Мимо нас проносятся молодые айтишники — не те, которых мы пропускали к лифту, а другие, хотя отличить первых от вторых почти невозможно.
— Чтобы в итоге это была не просто неудачная работа, а настоящая катастрофа, так что ли? — говорит Лаура.
— Еще раз: корреляция прямо противоположная. А на случайные отклонения не следует обращать внимания, потому что...
— Хенри, — перебивает меня Лаура, и на лице у нее впервые с начала нашего разговора мелькает улыбка. — Мне немножко полегчало. Спасибо тебе.
Лаура подходит ближе и прижимается ко мне всем телом.
— Мне нравится, как ты все умеешь объяснить, — говорит она.
Я хочу сказать, что это просто фундаментальные математические принципы, на которых всегда строилось и будет строиться любое рациональное знание. И тот факт, что я на мгновение в них усомнился, не меняет основы. Математика никогда не подведет. Я бы с радостью объяснил это Лауре, но у меня нет времени. Она легонько целует меня в губы.
— Знаешь, — говорит она, — я как чувствовала, что ты с этим разберешься.
Конечно, слова Лауры звучат для меня лестно, хотя я не чувствую за собой никакой заслуги, о чем совершенно искренне ей и говорю:
— Это все твое творчество. Его воздействие.
Лаура улыбается. В ее глазах появляется влажный блеск, и они становятся похожи на зеленовато-серые драгоценные камешки.
— Никто никогда не говорил мне такого.
— Просто до меня ты не общалась со страховыми математиками, — отвечаю я.
Лаура качает головой и улыбается:
— Нет, я уверена, дело не в этом.
У нее необычный голос. Я не совсем понимаю, что она имеет в виду, но сейчас это неважно. Ее губы касаются моих. Что-то происходит и со мной.
— Мне кажется, — продолжает Лаура, — что мы хорошая пара.
— Мне тоже так кажется, — отвечаю я, и в моих словах больше уверенности, чем когда бы то ни было.
Ночью мы занимаемся тем, чем могут заниматься взрослые люди, а потом я засыпаю как убитый.
Мне снятся сны, осмысленные и логичные.
Я снова страховой математик.
14
«Допустим, — размышляю я утром, когда в половине восьмого готовлю завтрак Туули, — мои проблемы серьезнее, чем я думал раньше, и для их решения требуется больше ресурсов, но, по крайней мере, я могу начать все с чистого листа, полностью отбросив предыдущую версию».
Протягиваю Туули пакет молока, чтобы она сама налила его себе в хлопья, самостоятельно отрегулировав в тарелке нужное количество: грань между допустимым и неприемлемым так тонка, что ее не определить даже при помощи гидроуровня.
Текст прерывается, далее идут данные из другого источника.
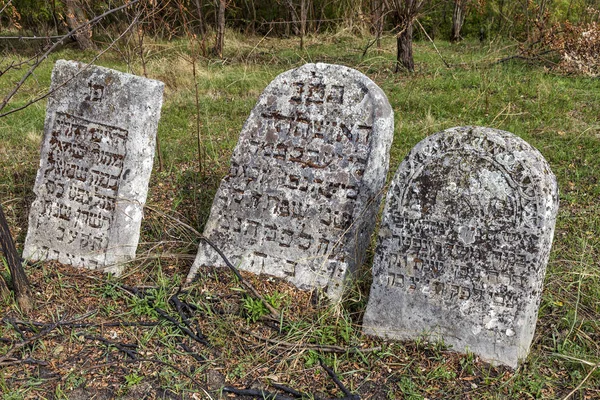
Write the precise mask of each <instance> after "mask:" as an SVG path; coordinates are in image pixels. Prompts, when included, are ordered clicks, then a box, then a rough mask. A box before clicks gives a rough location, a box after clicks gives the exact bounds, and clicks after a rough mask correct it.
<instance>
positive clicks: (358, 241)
mask: <svg viewBox="0 0 600 400" xmlns="http://www.w3.org/2000/svg"><path fill="white" fill-rule="evenodd" d="M392 136H393V113H392V109H391V107H390V105H389V103H388V101H387V98H386V96H385V94H384V93H383V92H382V91H381V89H379V87H377V85H375V83H373V82H372V81H371V80H370V79H368V78H367V77H366V76H364V75H363V74H361V73H360V72H358V71H356V70H353V69H350V68H347V67H343V66H340V65H329V64H306V65H304V66H302V67H300V68H298V69H294V70H290V71H287V72H285V73H283V74H281V75H279V76H278V77H277V78H275V80H273V82H271V84H270V85H269V86H268V87H267V88H266V89H265V91H264V92H263V93H262V95H261V96H260V98H259V100H258V103H257V104H256V106H255V107H254V109H253V110H252V113H251V114H250V117H249V118H248V120H247V121H246V123H245V125H244V127H243V129H242V132H241V134H240V138H239V141H238V144H237V147H236V148H235V150H234V153H233V156H232V159H231V169H230V171H229V174H228V175H227V176H226V177H225V178H224V179H223V180H222V182H221V185H220V187H219V190H218V192H217V194H216V197H215V200H214V202H213V206H212V209H211V214H210V218H209V220H208V223H207V225H206V229H205V231H204V235H205V236H206V237H207V238H209V239H210V240H211V241H212V242H214V243H215V244H216V245H217V246H218V247H219V248H220V249H221V250H222V251H223V253H224V254H225V255H226V256H227V257H228V258H229V259H231V261H232V262H233V263H234V264H238V265H239V268H240V269H242V270H246V271H251V272H254V273H266V274H270V275H274V276H277V277H281V278H285V279H287V280H288V281H289V282H291V283H293V284H294V285H296V286H297V287H300V288H303V289H308V288H315V287H319V288H326V289H325V290H326V293H327V294H328V295H329V297H330V298H332V299H338V298H339V297H340V295H341V292H342V290H343V281H344V279H345V278H346V276H347V274H348V273H352V272H353V270H354V269H355V267H356V266H357V265H358V264H359V263H360V262H361V261H362V259H363V255H364V253H365V250H366V247H367V245H368V243H369V238H370V235H371V232H372V230H373V227H374V223H375V216H376V213H377V210H378V208H379V203H380V196H381V194H380V192H381V189H382V188H383V185H384V183H385V177H386V174H387V170H388V160H389V155H388V152H389V148H390V145H391V141H392ZM206 265H207V266H223V265H224V263H223V261H222V260H221V259H220V257H219V256H218V255H217V253H216V252H215V251H214V250H212V249H211V248H210V247H209V246H208V245H206V244H205V243H201V245H200V248H199V250H198V255H197V257H196V260H195V262H194V265H193V266H192V269H191V271H190V273H189V275H188V281H189V280H191V279H192V278H193V277H194V276H195V275H196V273H197V272H198V270H199V268H201V266H206Z"/></svg>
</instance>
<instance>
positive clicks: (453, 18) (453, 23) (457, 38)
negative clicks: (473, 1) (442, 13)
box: [450, 0, 469, 42]
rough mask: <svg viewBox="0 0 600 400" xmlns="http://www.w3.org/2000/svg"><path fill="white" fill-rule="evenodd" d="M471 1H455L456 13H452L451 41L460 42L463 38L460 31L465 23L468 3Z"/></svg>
mask: <svg viewBox="0 0 600 400" xmlns="http://www.w3.org/2000/svg"><path fill="white" fill-rule="evenodd" d="M468 1H469V0H454V12H453V13H452V31H451V32H450V41H451V42H459V41H460V40H461V39H462V37H461V36H460V30H461V29H462V26H463V24H464V22H465V16H466V13H467V3H468Z"/></svg>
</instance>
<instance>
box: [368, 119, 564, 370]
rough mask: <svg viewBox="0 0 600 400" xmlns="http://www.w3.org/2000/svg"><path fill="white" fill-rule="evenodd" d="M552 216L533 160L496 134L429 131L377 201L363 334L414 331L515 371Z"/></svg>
mask: <svg viewBox="0 0 600 400" xmlns="http://www.w3.org/2000/svg"><path fill="white" fill-rule="evenodd" d="M557 211H558V188H557V184H556V178H555V176H554V175H553V174H552V172H551V171H550V168H549V166H548V164H547V163H546V161H545V160H544V158H543V157H542V155H541V154H540V153H539V152H538V151H537V150H535V149H534V148H533V147H532V146H530V145H529V144H527V143H526V142H525V141H523V140H522V139H520V138H518V137H517V136H515V135H513V134H511V133H509V132H504V131H500V130H496V129H490V128H481V127H458V128H452V129H448V130H445V131H443V132H440V133H437V134H435V135H432V136H430V137H428V138H426V139H424V140H423V141H421V142H420V143H419V144H417V145H416V146H415V147H414V148H413V150H412V151H411V152H410V154H409V155H408V156H407V157H406V158H405V159H404V161H403V162H402V164H401V165H400V167H399V169H398V171H397V172H396V175H395V177H394V179H393V182H392V185H391V187H390V190H389V192H388V195H387V202H386V206H385V209H384V213H383V218H382V224H381V228H380V232H379V238H378V245H377V249H376V254H375V259H374V264H373V284H372V287H371V294H370V298H369V303H368V305H367V310H366V313H365V317H364V322H363V329H364V332H365V333H367V334H374V335H378V336H383V337H389V338H395V339H414V338H417V337H419V336H421V335H423V334H425V335H430V336H431V337H433V338H437V339H443V341H444V342H445V343H446V344H449V345H451V346H452V347H453V348H454V349H455V350H459V351H465V350H469V351H472V352H474V353H476V354H478V355H479V356H480V357H481V358H482V359H484V360H486V361H490V362H492V363H496V364H505V365H509V366H511V367H516V366H517V362H518V360H519V359H522V358H524V357H526V355H527V353H528V351H529V346H530V344H531V341H532V338H533V333H534V330H535V324H536V319H537V311H538V308H539V303H540V297H541V291H542V283H543V279H544V274H545V271H546V264H547V261H548V256H549V253H550V248H551V244H552V238H553V234H554V224H555V220H556V214H557Z"/></svg>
А ведь в других обстоятельствах я, возможно, этого так и не осознал бы.
Работа Лауры помогла мне перезагрузить мозг, очистить его от застрявших в нем установок. И позволила не только отказаться от ошибочной версии расследования, но и пересмотреть свои расчеты, по-новому взглянув на мелкие, вплоть до десятичных долей, детали.
Делаю себе бутерброд с сыром и ломтиками помидора, беру чашку дымящегося чая и сажусь за стол напротив Туули.
Я ничего не понимаю в искусстве, но искусство, похоже, понимает меня. Искусство дает мне защиту и уносит в такие дали, откуда передо мной открывается новая перспектива и я получаю возможность двигаться вперед. И хотя спасение отчаявшихся страховых математиков и одновременно владельцев парков приключений, запутавшихся в несостоятельных версиях преступления, и не является целью искусства, оно удивительным образом справляется и с этим.
Было бы преувеличением сказать, что у меня появились новые версии или родились новые планы. Или даже так: новая версия или новый план. Нет. Но это не имеет значения. У меня теперь есть кое-что получше, то, чего не было раньше, — и возможно, в этом заключается самый важный итог вчерашнего дня. Я получил своего рода секретное оружие.
Я обрел способность менять устоявшееся мнение.
Мы с Туули выходим из дома. Утро холодное и темное. Я обещал проводить ее в школу. Дело не в том, что Туули подстерегают опасности, и, разумеется, она прекрасно знает дорогу. Дело в лыжах и лыжных палках, которые я несу в руках. Сегодня у Туули урок физкультуры, и они с классом отправляются на лыжную прогулку в лес рядом со школой. Туули ждет этого с нетерпением.